Background Nociceptive processing in fibromyalgia (FM) patients could be altered by aberrant central mechanisms.
Objectives R-III nociceptive reflex can be used to assess nociceptive processing and to provide indirect evidence of central pain sensitisation.
Methods 95 of 150 FM included in an ongoing RCT of an exercise program vs 40 matched controls (C) were evaluated. Pain severity was assessed by number of tender points (TP), myalgic score (MS) and physician global impression (PGI). Patient’s ratings included a VAS and the regional pain score (RPS). FM and C were assessed by central (R-III) and peripheral (thermotests) quantitative sensory testing (QST). QST and clinical parameters were correlated to CYP2D6 phenotypes.

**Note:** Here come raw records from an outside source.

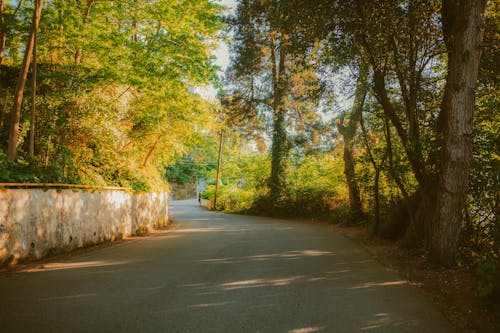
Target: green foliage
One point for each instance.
(114, 100)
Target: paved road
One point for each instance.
(217, 273)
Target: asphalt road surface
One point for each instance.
(217, 273)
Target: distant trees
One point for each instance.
(422, 59)
(115, 91)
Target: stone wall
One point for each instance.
(35, 222)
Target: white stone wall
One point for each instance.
(38, 222)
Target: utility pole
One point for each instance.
(219, 161)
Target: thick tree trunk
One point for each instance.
(151, 150)
(3, 31)
(348, 132)
(19, 93)
(277, 181)
(79, 51)
(31, 148)
(463, 22)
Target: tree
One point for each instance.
(23, 75)
(347, 128)
(463, 26)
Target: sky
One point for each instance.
(222, 57)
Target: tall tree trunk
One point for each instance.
(463, 24)
(19, 93)
(31, 148)
(151, 150)
(79, 50)
(279, 148)
(3, 31)
(4, 26)
(348, 132)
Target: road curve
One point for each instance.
(217, 273)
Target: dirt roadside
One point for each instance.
(452, 290)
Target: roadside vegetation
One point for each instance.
(350, 112)
(102, 92)
(383, 113)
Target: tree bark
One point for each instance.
(31, 148)
(151, 150)
(348, 133)
(277, 181)
(463, 23)
(19, 93)
(79, 50)
(3, 31)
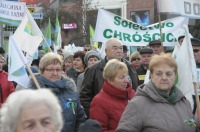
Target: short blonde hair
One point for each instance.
(17, 101)
(48, 59)
(166, 59)
(112, 67)
(134, 55)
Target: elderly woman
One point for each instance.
(64, 88)
(135, 59)
(78, 66)
(159, 106)
(109, 104)
(90, 59)
(31, 111)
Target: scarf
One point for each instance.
(171, 97)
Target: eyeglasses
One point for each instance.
(52, 70)
(195, 50)
(134, 59)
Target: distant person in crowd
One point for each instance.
(31, 111)
(35, 63)
(2, 51)
(90, 126)
(78, 66)
(196, 50)
(135, 59)
(156, 46)
(90, 58)
(87, 48)
(180, 39)
(93, 80)
(63, 87)
(6, 87)
(125, 52)
(145, 57)
(109, 104)
(68, 62)
(41, 53)
(159, 106)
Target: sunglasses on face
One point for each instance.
(195, 50)
(134, 59)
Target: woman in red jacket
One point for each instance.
(6, 87)
(109, 104)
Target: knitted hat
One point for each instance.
(91, 53)
(90, 126)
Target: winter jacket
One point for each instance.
(6, 87)
(93, 81)
(66, 91)
(109, 104)
(150, 112)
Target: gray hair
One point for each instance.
(17, 101)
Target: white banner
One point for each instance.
(188, 8)
(110, 25)
(11, 13)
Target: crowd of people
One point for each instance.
(87, 92)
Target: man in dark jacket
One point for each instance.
(93, 80)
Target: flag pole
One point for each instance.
(159, 19)
(33, 76)
(197, 99)
(49, 49)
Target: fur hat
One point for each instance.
(91, 53)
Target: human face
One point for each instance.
(120, 81)
(86, 49)
(2, 61)
(156, 49)
(145, 59)
(196, 50)
(53, 72)
(68, 64)
(92, 61)
(78, 64)
(163, 77)
(114, 51)
(35, 119)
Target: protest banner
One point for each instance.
(187, 8)
(133, 34)
(11, 12)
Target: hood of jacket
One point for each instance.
(148, 90)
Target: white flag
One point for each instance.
(186, 67)
(16, 64)
(28, 35)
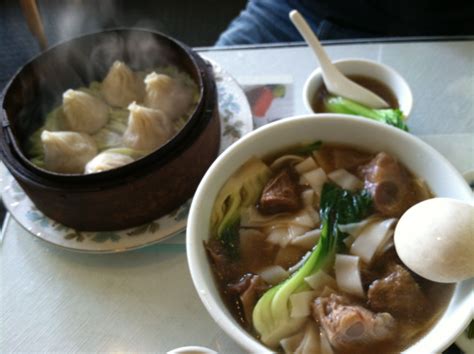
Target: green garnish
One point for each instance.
(271, 315)
(241, 190)
(389, 116)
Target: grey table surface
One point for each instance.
(57, 300)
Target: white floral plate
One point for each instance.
(236, 121)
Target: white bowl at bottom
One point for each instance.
(417, 156)
(367, 68)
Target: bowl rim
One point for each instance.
(363, 62)
(13, 153)
(193, 241)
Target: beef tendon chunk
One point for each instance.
(249, 289)
(352, 328)
(280, 194)
(389, 182)
(399, 294)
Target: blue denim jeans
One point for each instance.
(267, 21)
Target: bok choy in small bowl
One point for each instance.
(290, 240)
(377, 77)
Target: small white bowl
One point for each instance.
(382, 73)
(419, 157)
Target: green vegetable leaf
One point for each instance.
(271, 315)
(390, 116)
(241, 190)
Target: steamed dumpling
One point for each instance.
(147, 128)
(169, 94)
(122, 86)
(67, 152)
(108, 160)
(83, 112)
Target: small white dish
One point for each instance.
(382, 73)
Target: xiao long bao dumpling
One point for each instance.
(83, 112)
(122, 86)
(169, 94)
(147, 129)
(67, 152)
(108, 160)
(111, 123)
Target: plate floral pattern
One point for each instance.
(236, 121)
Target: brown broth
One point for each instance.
(409, 329)
(369, 83)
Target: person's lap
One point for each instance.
(267, 21)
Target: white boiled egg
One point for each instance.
(435, 239)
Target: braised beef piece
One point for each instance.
(255, 252)
(352, 328)
(389, 183)
(397, 293)
(280, 194)
(249, 289)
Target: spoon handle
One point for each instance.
(310, 38)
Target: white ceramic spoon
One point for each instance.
(435, 239)
(334, 80)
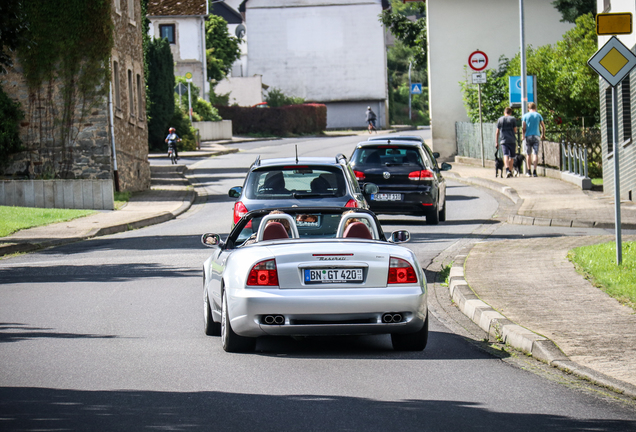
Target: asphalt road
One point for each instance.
(107, 334)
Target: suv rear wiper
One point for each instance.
(311, 194)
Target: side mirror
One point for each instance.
(235, 192)
(211, 240)
(400, 236)
(371, 188)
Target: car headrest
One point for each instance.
(275, 231)
(357, 230)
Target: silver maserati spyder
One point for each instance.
(313, 271)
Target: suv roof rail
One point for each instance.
(341, 156)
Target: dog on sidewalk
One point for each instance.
(498, 166)
(517, 164)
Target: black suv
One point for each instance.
(299, 182)
(407, 175)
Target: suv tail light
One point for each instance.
(400, 271)
(419, 175)
(263, 273)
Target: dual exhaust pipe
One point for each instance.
(274, 319)
(392, 318)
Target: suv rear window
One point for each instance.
(387, 155)
(295, 180)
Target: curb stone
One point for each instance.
(502, 330)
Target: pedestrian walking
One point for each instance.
(532, 121)
(506, 136)
(371, 120)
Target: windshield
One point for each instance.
(310, 225)
(295, 181)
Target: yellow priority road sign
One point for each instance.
(613, 61)
(609, 24)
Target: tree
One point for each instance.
(407, 23)
(13, 23)
(160, 91)
(572, 9)
(222, 50)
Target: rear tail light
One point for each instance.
(419, 175)
(263, 274)
(239, 211)
(400, 271)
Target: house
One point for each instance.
(325, 51)
(77, 161)
(182, 22)
(456, 28)
(626, 115)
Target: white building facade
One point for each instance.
(183, 23)
(325, 51)
(456, 28)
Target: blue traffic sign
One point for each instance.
(515, 89)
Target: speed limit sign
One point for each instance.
(478, 60)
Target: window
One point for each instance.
(131, 11)
(608, 120)
(116, 85)
(139, 97)
(167, 31)
(131, 102)
(626, 108)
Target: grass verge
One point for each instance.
(598, 264)
(13, 219)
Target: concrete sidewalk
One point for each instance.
(526, 293)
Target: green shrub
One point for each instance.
(276, 98)
(283, 121)
(10, 116)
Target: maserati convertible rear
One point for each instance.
(325, 272)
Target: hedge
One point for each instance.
(282, 121)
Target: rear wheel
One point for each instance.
(211, 328)
(411, 341)
(230, 340)
(432, 217)
(442, 213)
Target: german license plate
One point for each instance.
(315, 276)
(386, 197)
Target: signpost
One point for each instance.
(478, 61)
(189, 80)
(613, 62)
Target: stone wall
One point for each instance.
(83, 154)
(129, 101)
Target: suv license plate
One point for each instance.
(386, 197)
(332, 276)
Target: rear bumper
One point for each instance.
(327, 311)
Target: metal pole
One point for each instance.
(409, 91)
(524, 90)
(481, 128)
(617, 186)
(189, 103)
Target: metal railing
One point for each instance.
(574, 159)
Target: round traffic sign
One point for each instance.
(478, 60)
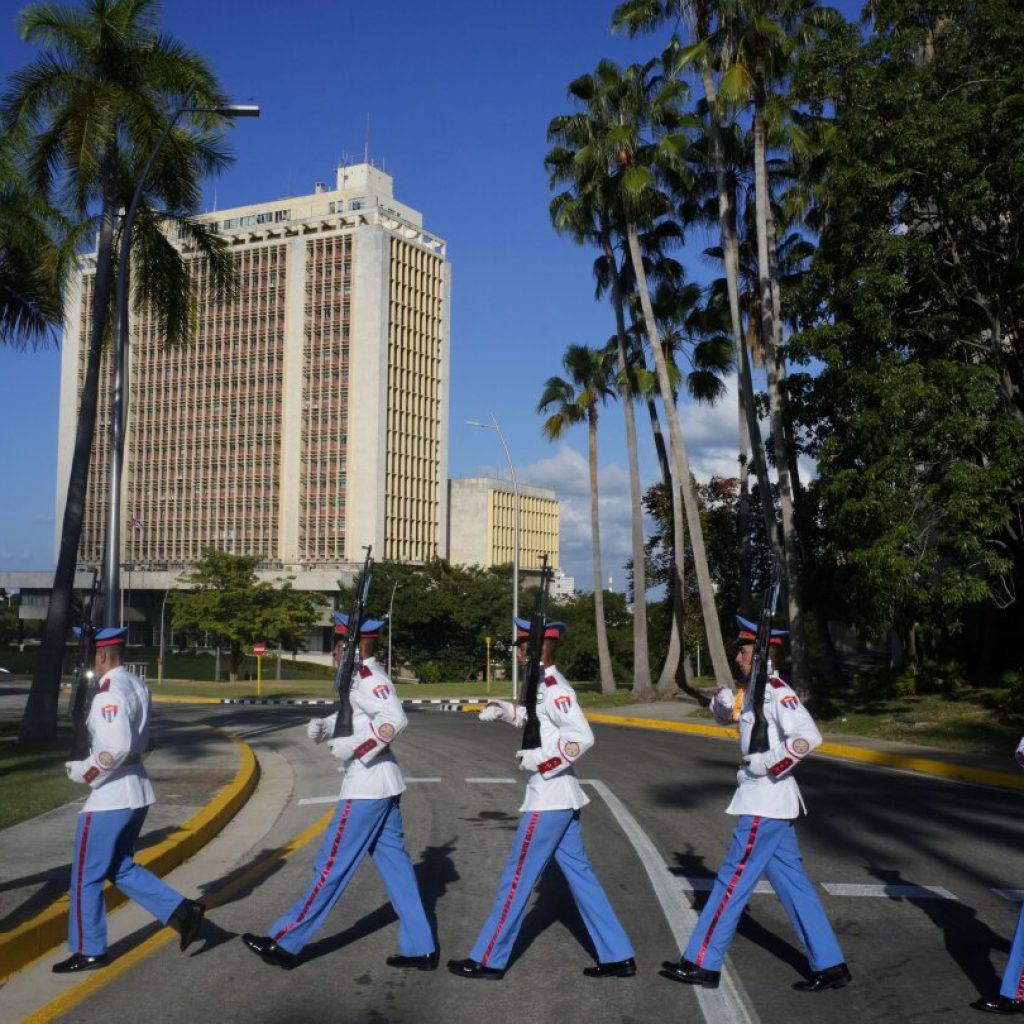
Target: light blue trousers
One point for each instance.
(543, 835)
(1013, 977)
(358, 827)
(763, 846)
(104, 844)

Results Nearly all FM were female (98%); main reason for exclusion was the inability to interrupt drugs with analgesic properties for >10 days. Age [FM mean 49(SEM1) vs C 46(2) y.], gender and socio-demographic characteristics were similar in both groups. Mean duration of symptoms was 8 y (range 0.4–49). RPS was 64(13–98), VAS was 5.7 (SD 2). Means for clinical examination were: TP 16(0.3), MS 29(0.9) and PGI 2.7(0.1). R-III reflex threshold was reduced in FM [26(2) vs 38(2) mA, p < 0.01]. Thermal perceptions (hot and cold) were similar in both groups, whereas thermal pain thresholds and latency (hot, cold, and cold pressure test) were drastically decreased in FM(p < 0.001). Correlation analysis showed a significant relationship between PGI, and central QST(Pearson r = -0.28; p = 0.02) and between PGI, MS and TP(r = 0.34 and r = 0.66, respectively p < 0.01). Correlation with CYP2D6 activity is under analysis.
Conclusion Physician global impression, but not the other clinical scores, correlates with the extent of central sensitisation. Supported by the SNSF (3200–056028.98).